- The task force mandated to frame a new income tax law has suggested lowering the tax rate and tracking more financial transactions using technology to widen the base
- The report also suggests retaining some of the exemptions available to middle-class investors in a country that lacks social security
- The report proposed that the new Income Tax Act be rolled out from the 2021-22 financial year, sources told TOI
NEW DELHI: The task force mandated to frame a new income tax law has suggested lowering the tax rate, tracking more financial transactions using technology to widen the base, and retaining some of the exemptions available to middle-class investors in a country that lacks social security.
With the government deciding to review the report before making it public, the specific details were not immediately available but the broad direction is to make life simpler for taxpayers by using technology and also use it for improved tracking of transactions on a real-time basis.
In any case, the government has amended the law to remove the Rs 50,000 floor for reporting suspicious transactions, allowing even smaller ones such as cash deposits to be reported to tax authorities.

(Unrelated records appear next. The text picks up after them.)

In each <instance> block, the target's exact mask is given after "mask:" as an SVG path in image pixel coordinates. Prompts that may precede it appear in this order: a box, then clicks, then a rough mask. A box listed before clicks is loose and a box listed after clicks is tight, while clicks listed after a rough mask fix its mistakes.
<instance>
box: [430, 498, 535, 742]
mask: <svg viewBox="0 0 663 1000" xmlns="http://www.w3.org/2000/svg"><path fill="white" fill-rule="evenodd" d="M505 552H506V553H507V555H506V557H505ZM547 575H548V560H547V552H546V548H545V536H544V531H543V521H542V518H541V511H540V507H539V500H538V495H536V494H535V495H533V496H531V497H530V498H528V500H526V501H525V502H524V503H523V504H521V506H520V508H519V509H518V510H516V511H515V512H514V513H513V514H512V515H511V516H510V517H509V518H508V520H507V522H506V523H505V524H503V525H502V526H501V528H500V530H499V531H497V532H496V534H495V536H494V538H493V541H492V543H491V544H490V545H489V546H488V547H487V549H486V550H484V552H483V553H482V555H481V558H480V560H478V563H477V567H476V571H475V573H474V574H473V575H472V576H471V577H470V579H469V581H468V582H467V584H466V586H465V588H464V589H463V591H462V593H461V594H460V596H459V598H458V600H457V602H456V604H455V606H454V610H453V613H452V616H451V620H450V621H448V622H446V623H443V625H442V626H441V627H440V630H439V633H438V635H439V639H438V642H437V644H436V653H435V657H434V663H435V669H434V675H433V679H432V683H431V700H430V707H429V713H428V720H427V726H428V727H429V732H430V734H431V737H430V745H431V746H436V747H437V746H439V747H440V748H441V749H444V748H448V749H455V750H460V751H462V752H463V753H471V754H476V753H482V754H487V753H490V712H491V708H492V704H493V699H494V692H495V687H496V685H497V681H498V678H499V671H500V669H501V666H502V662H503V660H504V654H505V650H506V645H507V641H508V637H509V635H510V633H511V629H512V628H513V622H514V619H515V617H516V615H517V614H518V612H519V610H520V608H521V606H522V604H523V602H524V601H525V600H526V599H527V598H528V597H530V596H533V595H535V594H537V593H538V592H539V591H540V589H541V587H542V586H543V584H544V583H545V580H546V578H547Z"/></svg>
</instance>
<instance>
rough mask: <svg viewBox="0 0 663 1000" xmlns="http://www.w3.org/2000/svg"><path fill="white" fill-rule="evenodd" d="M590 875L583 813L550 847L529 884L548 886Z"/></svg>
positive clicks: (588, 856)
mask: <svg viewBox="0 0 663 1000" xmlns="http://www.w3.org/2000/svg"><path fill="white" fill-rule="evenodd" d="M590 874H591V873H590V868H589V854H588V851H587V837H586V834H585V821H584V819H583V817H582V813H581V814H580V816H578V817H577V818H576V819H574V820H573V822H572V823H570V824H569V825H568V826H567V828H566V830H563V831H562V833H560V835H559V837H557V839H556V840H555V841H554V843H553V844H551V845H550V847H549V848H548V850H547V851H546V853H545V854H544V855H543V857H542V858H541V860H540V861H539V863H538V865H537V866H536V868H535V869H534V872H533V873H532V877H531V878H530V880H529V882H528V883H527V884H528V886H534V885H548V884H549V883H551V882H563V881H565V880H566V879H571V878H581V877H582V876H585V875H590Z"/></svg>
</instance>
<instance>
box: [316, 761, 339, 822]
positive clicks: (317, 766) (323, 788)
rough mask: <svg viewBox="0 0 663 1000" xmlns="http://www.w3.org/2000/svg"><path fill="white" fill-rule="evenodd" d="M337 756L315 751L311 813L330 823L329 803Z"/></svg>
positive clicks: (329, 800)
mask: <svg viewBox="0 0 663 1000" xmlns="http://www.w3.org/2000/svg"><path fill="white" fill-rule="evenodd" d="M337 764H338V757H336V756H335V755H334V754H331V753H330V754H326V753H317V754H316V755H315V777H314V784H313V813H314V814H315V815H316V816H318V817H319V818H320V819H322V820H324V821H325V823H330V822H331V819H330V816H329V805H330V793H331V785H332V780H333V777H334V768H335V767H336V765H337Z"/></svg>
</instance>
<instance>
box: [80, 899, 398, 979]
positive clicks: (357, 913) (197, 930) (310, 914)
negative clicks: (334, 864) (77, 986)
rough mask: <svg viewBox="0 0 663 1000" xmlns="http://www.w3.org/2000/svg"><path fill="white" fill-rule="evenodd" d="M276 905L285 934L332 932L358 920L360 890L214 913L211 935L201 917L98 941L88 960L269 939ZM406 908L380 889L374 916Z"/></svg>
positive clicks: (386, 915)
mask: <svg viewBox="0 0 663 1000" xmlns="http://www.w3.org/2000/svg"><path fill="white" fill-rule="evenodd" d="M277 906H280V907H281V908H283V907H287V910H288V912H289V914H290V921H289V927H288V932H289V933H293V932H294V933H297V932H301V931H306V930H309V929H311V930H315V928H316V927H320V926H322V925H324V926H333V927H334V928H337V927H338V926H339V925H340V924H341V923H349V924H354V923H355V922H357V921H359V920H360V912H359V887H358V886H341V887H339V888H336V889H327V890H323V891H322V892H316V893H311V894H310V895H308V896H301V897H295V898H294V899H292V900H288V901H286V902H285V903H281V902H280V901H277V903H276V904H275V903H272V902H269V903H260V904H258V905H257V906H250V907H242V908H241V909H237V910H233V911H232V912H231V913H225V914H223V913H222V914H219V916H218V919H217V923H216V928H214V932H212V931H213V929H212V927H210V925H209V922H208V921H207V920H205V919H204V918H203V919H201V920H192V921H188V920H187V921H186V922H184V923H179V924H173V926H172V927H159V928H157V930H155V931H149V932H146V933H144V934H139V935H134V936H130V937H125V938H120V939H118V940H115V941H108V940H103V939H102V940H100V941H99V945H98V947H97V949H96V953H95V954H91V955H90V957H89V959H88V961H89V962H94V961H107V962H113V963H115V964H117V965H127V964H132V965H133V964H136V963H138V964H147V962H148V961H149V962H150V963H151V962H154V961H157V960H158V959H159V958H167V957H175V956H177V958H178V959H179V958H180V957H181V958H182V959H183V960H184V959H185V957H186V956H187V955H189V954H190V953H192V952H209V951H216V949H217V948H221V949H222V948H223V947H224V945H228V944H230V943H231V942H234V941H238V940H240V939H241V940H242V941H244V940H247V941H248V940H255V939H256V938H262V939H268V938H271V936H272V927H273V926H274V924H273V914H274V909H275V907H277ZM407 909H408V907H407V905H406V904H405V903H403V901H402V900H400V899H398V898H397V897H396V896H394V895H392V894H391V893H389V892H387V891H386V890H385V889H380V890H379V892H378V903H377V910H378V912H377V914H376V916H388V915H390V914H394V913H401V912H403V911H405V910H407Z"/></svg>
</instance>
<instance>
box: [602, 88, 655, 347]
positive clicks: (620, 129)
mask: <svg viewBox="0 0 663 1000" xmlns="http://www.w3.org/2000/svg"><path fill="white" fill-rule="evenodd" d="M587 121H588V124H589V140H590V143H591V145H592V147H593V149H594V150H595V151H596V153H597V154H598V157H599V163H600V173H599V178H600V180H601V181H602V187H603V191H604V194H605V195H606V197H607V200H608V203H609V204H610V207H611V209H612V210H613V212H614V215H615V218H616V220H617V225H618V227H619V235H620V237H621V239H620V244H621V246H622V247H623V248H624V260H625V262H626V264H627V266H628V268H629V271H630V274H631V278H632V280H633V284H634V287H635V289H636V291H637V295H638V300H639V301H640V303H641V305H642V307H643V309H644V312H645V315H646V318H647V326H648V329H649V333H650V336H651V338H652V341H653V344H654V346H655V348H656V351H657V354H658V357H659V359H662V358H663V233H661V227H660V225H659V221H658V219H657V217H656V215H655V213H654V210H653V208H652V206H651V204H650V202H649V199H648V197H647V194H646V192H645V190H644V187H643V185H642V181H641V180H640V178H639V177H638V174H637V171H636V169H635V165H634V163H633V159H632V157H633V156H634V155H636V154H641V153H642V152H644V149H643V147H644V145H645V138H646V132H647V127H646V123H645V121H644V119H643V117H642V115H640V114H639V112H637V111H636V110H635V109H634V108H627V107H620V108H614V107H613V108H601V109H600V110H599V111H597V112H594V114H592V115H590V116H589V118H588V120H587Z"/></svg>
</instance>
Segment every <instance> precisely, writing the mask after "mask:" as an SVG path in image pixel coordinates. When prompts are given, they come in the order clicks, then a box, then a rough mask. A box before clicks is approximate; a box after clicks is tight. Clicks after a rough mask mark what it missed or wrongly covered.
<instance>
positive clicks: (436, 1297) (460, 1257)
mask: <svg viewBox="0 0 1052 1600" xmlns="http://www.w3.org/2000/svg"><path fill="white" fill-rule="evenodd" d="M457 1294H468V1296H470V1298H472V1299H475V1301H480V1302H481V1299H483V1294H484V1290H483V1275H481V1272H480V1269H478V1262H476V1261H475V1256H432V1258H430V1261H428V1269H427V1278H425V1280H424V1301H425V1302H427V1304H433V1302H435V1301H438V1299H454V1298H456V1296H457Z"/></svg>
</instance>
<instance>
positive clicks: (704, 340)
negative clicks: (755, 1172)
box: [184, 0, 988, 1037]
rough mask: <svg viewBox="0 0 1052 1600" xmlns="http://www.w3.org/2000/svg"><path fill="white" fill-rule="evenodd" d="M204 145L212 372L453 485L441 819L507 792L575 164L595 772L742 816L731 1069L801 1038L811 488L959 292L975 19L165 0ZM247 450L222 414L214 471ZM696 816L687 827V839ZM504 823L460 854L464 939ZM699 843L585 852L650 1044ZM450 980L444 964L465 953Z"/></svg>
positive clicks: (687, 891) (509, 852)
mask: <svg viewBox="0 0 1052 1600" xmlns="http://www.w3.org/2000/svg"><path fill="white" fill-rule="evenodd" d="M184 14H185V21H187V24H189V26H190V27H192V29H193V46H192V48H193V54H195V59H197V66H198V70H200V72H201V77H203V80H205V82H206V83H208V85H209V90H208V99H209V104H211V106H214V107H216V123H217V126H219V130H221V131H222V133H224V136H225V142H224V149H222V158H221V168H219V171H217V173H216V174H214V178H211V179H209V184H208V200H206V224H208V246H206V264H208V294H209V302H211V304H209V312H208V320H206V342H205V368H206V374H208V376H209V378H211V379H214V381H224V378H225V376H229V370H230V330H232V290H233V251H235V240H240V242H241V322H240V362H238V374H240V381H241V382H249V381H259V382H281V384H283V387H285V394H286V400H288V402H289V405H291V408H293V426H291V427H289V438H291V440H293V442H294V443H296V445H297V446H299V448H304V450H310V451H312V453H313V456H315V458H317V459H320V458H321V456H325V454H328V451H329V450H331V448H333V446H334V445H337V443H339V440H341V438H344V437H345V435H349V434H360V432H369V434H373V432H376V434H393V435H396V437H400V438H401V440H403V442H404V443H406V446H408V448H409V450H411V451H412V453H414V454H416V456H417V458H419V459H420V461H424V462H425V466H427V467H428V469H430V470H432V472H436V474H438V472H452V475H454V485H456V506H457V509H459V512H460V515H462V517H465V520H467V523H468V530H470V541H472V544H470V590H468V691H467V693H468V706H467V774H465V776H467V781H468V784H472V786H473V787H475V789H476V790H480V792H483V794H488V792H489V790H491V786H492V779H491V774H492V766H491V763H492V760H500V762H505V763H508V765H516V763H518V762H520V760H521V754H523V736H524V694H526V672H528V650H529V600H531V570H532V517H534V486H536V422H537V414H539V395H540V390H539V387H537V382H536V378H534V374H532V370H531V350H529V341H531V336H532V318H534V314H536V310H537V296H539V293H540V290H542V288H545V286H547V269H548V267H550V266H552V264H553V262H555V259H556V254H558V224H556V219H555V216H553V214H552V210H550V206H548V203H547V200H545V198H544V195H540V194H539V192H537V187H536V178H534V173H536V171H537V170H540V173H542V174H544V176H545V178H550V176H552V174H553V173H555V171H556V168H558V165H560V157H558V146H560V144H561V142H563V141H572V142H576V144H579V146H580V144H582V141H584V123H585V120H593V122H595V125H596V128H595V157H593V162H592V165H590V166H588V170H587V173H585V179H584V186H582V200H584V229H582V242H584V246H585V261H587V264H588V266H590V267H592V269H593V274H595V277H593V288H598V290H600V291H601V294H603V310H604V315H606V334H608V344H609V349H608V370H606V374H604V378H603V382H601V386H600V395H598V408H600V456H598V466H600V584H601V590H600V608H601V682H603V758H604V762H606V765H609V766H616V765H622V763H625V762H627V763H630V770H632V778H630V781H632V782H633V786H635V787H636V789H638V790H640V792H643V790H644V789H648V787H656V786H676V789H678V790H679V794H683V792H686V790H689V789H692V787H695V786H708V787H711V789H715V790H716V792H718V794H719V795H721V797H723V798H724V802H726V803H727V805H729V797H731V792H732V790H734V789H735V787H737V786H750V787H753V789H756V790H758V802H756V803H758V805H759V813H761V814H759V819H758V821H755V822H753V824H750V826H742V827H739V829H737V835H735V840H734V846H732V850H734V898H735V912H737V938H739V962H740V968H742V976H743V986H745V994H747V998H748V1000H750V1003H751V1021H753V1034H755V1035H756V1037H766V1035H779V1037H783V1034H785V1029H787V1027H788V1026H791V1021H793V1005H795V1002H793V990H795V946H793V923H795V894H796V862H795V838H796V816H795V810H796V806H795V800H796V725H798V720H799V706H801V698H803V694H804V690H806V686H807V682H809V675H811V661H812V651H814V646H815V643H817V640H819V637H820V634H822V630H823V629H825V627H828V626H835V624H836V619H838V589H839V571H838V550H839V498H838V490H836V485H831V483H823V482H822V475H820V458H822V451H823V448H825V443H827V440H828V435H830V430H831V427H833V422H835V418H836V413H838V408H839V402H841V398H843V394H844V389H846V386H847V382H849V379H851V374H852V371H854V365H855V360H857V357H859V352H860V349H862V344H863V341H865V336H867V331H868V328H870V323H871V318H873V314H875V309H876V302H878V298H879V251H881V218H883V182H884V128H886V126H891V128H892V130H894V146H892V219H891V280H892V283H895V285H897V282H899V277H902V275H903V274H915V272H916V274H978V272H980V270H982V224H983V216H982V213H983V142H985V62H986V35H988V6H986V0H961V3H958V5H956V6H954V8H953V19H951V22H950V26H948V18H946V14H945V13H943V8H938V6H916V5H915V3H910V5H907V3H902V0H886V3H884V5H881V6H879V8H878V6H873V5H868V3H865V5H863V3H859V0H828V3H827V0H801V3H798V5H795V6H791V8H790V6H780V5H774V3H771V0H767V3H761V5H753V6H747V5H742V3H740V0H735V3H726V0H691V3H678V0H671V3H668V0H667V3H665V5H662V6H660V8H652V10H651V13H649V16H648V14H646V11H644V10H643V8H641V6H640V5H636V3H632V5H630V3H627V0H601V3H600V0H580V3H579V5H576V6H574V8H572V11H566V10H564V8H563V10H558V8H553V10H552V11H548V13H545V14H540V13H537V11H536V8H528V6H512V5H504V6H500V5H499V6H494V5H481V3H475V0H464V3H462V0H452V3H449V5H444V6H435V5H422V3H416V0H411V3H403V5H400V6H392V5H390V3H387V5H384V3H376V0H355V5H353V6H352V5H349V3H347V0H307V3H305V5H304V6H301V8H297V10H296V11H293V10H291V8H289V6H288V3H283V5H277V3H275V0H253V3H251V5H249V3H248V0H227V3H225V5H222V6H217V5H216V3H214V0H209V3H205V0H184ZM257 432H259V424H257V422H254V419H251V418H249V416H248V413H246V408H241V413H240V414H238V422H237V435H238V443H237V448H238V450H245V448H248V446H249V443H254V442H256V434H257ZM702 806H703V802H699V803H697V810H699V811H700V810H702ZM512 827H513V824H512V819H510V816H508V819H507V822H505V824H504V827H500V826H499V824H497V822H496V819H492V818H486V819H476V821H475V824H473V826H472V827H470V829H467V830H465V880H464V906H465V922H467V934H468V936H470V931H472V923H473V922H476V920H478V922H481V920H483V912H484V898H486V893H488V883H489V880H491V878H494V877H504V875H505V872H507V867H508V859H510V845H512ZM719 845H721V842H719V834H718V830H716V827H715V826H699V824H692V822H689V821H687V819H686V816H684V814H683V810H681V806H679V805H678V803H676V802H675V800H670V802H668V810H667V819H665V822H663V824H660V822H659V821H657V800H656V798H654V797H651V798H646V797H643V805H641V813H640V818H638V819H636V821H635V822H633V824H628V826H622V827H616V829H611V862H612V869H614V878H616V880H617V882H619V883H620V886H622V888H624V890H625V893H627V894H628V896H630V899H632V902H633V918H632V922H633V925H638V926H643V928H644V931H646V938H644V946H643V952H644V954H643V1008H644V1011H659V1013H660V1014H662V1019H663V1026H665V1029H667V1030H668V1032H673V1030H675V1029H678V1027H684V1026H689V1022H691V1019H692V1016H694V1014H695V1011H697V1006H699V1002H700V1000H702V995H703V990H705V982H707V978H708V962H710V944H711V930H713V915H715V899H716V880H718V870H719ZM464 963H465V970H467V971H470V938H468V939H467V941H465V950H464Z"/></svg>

The panel submitted its report to finance minister Nirmala Sitharaman on Monday.
Roll out new I-T law from 2021-22: Report
The report proposed that the new Income Tax Act be rolled out from the 2021-22 financial year, sources told TOI.
Taskforce member G C Srivastava, a retired revenue service officer, said the idea is to make life simpler for taxpayers. “It is a roadmap for IT for I-T. The idea is to increase compliance and widen the tax base,” added tax lawyer Mukesh Patel, who was a member of the task force. He, however, declined to comment on the details.
Sources said the panel has given detailed revenue forecast for the next 5-6 years, factoring in the impact of the changes that have been recommended.
Unlike the last attempt to rewrite the I-T Act 10 years ago, which resulted in two drafts of the Direct Taxes Code being released by the government, the task force has opted to draft an Income Tax Bill which will be released for public comment shortly.
The nomenclature was deliberately chosen as members believed that by calling it DTC, there was scope to include wealth tax and estate duty, which is also an indication that the task force has opted to stick to income tax and corporation tax, suggesting a massive clean-up of a plethora of exemptions and carve-outs that have been given to the corporate sector.
Wiser by the experience of the trashed DTC, which had recommended an across-the-board removal of tax exemptions with a significant lowering of rates, the eight-member task force has opted to make things more palatable as members were of the view that savings for old age were needed in a country like India which does not have a social security net such as the US or Europe.
Experts believe that the government will push the new I-T law as the Narendra Modi administration intends to streamline the direct tax law similar to what it had done on the indirect tax front with the introduction of GST. In fact, Modi had himself proposed redrafting the 58-year-old I-T Act two years ago, which resulted in the formation of the panel.